Saturday 23 November 2019

Tories On The Streets Of My Town

Image result for tory rosette worst burlesque

The first clue I got that the 2017 General Election wasn't going well for the Conservatives was when our local MP turned up in town pressing the flesh two or three weeks before polling day.  They never do that.  Political parties know about voters, and they generally deploy their resources where they are of most use.  This is solid Tory territory so they don't need to do anything here.  The vote is solid and it gets itself out.  I picked up some other straws in the wind as well.  But even so I was swayed by the opinion polls and the general tone of the media coverage and so was as shocked as anyone to find that the Tories had not only gone backwards, but that Labour had been within a gerbil's tail of actually winning the popular vote.
That experience is one of the reasons I have chosen to actively avoid all coverage of the general election and judge it solely on the parties' own literature and what I hear people saying.  And of course, observations of what can be seen on the ground.  So far I've heard one person dismissing manifestos in general as being over-optimistic.  And that's err, it. If the people I mix with are anything to go on, nobody is talking much about the election.   I haven't seen any posters up either.  Not one single one.  Not a sausage.

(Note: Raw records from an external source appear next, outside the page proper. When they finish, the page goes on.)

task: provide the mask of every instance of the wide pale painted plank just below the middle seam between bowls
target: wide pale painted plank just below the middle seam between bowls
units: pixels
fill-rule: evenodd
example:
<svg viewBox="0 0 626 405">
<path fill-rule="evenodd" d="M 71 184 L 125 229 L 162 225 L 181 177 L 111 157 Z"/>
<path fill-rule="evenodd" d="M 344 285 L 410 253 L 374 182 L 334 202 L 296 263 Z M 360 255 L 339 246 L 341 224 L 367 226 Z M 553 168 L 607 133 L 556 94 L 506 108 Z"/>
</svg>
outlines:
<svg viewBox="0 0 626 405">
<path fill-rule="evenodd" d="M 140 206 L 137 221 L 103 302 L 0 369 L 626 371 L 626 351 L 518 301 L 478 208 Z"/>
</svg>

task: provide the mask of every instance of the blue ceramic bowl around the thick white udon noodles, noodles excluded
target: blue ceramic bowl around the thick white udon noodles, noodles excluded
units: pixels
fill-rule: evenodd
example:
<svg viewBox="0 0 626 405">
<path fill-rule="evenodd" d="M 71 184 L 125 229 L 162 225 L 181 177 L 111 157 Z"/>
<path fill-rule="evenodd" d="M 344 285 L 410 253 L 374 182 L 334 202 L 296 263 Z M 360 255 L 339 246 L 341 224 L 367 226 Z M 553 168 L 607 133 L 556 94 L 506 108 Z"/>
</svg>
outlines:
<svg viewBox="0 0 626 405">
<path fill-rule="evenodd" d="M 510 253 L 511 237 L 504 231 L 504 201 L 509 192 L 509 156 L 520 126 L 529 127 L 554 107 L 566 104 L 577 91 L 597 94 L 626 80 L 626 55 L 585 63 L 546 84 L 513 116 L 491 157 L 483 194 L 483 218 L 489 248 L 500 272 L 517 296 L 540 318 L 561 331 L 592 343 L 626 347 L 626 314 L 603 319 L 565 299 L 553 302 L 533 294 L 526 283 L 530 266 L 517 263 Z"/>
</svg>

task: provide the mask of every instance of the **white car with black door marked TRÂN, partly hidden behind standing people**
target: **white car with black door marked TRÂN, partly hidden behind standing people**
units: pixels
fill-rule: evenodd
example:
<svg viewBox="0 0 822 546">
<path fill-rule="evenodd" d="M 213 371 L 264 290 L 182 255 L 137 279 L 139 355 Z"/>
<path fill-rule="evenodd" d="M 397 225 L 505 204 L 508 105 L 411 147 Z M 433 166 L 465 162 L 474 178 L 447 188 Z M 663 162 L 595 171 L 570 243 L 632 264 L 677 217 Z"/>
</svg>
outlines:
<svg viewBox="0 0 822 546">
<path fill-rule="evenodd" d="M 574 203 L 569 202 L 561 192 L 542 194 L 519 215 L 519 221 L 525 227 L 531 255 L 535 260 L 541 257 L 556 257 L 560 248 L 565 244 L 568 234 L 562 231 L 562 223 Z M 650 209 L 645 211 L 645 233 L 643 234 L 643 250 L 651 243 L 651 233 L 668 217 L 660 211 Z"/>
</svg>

But today the election burst out in the open with three, yes three, people in Tory rosettes handing out literature in the market square.   One of them looked like his exertions would be placing a further burden on the NHS any day now.  The other two were early middle aged and looked quite normal.   I clocked them for as long as possible without looking weird and they seemed to be attracting nothing but indifference.  Of about 20 attempts to give out a leaflet only 3 were accepted.  I don't know how the activists themselves were judging it, but to my eyes they weren't really making much impact at all.

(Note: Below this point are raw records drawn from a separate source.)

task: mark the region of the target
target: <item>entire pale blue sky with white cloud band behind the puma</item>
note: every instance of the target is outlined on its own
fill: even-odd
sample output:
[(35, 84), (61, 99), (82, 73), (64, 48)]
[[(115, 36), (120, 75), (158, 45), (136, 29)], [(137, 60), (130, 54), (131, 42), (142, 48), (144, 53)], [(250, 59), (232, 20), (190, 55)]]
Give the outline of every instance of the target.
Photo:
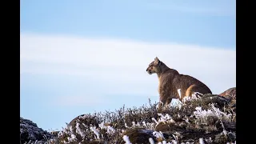
[(158, 101), (155, 56), (221, 93), (235, 86), (235, 15), (230, 0), (22, 0), (21, 116), (60, 130)]

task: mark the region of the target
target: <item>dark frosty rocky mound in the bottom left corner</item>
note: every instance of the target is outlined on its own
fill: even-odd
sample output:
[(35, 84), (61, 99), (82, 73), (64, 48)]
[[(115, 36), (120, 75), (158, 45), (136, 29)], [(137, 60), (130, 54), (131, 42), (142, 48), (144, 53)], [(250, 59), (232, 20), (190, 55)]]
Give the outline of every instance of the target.
[(20, 117), (21, 144), (24, 144), (25, 142), (45, 143), (50, 138), (54, 138), (54, 135), (48, 133), (46, 130), (42, 130), (42, 128), (38, 128), (36, 123)]

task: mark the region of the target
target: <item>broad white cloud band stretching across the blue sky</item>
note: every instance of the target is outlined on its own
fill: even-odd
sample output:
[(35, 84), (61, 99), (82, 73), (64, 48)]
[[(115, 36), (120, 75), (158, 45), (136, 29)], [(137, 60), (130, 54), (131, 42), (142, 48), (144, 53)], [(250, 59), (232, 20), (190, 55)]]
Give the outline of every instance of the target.
[(21, 74), (88, 78), (103, 83), (102, 94), (158, 94), (157, 76), (146, 73), (156, 56), (181, 74), (205, 82), (215, 94), (235, 86), (235, 50), (41, 34), (21, 34), (20, 40)]

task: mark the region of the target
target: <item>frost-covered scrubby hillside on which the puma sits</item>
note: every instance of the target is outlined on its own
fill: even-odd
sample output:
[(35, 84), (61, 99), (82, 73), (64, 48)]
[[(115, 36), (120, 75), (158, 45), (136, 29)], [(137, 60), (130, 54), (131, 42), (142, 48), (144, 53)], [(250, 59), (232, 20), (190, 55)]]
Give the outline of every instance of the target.
[(115, 111), (82, 114), (74, 118), (54, 143), (234, 143), (236, 127), (234, 101), (213, 94), (185, 102), (181, 107), (166, 106), (158, 110), (158, 103)]

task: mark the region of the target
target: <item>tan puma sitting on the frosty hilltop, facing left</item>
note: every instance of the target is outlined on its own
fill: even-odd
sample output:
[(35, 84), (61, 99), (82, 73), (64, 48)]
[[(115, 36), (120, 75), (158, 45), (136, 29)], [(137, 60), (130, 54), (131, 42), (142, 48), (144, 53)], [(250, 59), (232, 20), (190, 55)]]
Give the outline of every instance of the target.
[(181, 89), (181, 98), (191, 96), (194, 92), (212, 94), (211, 90), (198, 79), (189, 75), (179, 74), (177, 70), (170, 69), (158, 58), (154, 58), (146, 69), (148, 74), (158, 74), (158, 93), (160, 102), (169, 104), (172, 98), (180, 98), (178, 89)]

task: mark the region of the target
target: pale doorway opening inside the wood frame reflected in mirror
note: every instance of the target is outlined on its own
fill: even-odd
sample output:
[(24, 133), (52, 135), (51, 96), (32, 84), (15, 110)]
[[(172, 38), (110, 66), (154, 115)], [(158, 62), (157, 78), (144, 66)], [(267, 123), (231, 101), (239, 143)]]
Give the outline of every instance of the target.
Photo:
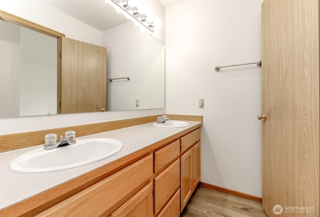
[(0, 20), (0, 117), (56, 114), (57, 38)]

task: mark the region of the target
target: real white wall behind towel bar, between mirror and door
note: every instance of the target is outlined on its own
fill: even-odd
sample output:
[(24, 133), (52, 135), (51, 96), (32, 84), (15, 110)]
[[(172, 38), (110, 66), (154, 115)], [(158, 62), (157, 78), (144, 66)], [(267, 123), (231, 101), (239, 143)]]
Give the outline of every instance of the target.
[(256, 196), (261, 68), (213, 68), (261, 58), (261, 2), (185, 0), (165, 9), (165, 112), (203, 115), (201, 181)]

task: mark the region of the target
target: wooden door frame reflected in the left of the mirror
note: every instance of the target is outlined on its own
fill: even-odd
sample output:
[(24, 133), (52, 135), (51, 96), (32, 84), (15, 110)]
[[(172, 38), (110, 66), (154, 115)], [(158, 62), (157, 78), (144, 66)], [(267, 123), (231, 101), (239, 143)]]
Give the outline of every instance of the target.
[(56, 97), (56, 113), (61, 113), (61, 41), (62, 37), (65, 36), (65, 34), (60, 33), (58, 31), (55, 31), (53, 29), (47, 28), (43, 25), (39, 25), (37, 23), (31, 22), (29, 20), (23, 19), (21, 17), (15, 16), (11, 13), (5, 12), (3, 10), (0, 10), (0, 19), (25, 27), (29, 28), (31, 30), (55, 37), (57, 39), (57, 97)]

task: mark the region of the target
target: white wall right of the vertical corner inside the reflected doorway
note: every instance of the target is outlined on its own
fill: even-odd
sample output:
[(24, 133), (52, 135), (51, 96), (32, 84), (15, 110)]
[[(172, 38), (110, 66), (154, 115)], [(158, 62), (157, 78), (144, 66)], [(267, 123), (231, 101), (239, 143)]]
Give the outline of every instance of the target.
[(21, 27), (20, 116), (56, 114), (56, 38)]

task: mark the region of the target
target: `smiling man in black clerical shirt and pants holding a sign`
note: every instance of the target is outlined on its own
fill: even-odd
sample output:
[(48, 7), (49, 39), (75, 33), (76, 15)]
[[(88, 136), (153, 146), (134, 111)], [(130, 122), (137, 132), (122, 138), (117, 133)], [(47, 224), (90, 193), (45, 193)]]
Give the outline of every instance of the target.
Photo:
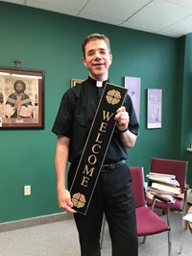
[(74, 214), (82, 256), (101, 255), (100, 233), (104, 213), (108, 220), (112, 256), (136, 256), (132, 176), (125, 160), (128, 158), (127, 147), (131, 148), (136, 141), (138, 123), (129, 95), (125, 106), (119, 108), (115, 115), (117, 122), (105, 165), (85, 216), (74, 211), (70, 192), (65, 188), (67, 162), (71, 163), (68, 174), (70, 188), (98, 107), (100, 90), (108, 82), (108, 67), (112, 63), (109, 40), (104, 35), (91, 34), (84, 38), (83, 52), (88, 79), (63, 95), (52, 130), (58, 135), (55, 164), (59, 205)]

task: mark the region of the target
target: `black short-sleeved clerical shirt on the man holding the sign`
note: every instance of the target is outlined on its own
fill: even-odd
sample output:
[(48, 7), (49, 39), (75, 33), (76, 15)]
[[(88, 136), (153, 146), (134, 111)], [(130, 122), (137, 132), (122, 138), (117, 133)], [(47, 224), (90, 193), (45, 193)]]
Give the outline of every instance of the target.
[[(103, 88), (107, 82), (103, 82)], [(70, 163), (78, 163), (81, 158), (84, 143), (98, 107), (100, 94), (101, 89), (96, 87), (96, 81), (88, 77), (82, 84), (67, 90), (62, 96), (52, 132), (70, 139)], [(129, 130), (138, 135), (138, 122), (129, 94), (126, 95), (124, 106), (130, 115)], [(118, 130), (115, 129), (104, 164), (115, 163), (127, 158), (127, 148), (121, 142)]]

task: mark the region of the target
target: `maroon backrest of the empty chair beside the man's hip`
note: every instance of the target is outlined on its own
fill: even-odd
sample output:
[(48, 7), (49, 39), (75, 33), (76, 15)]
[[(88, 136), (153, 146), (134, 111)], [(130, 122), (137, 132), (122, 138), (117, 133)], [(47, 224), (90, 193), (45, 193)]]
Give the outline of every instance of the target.
[(141, 207), (146, 204), (144, 192), (144, 173), (143, 167), (130, 167), (132, 173), (132, 192), (135, 201), (135, 207)]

So my conclusion is the one I should have drawn in 2017 but didn't.  The Conservatives are not doing very well in an area that would expect to be able to take to the bank in a normal election. That doesn't necessarily mean very much.  The Conservative majority around here is very comfortable around here both literally and metaphorically.  The concern may be purely an internal one.  A fairly liberal Conservative MP who has been at loggerheads with his local party has chosen not to fight the seat and his successor may feel he has something to prove by not losing any more support than his predecessor did.

Having no data to go on I don't know how the national campaign is going so I am still frozen in the point of time when I tuned out - when it looked like Labour were heading for the hiding of a lifetime.  I'll keep my eyes and ears open as the sand runs down the hourglass.  Politics has been nothing if not unpredictable in recent years.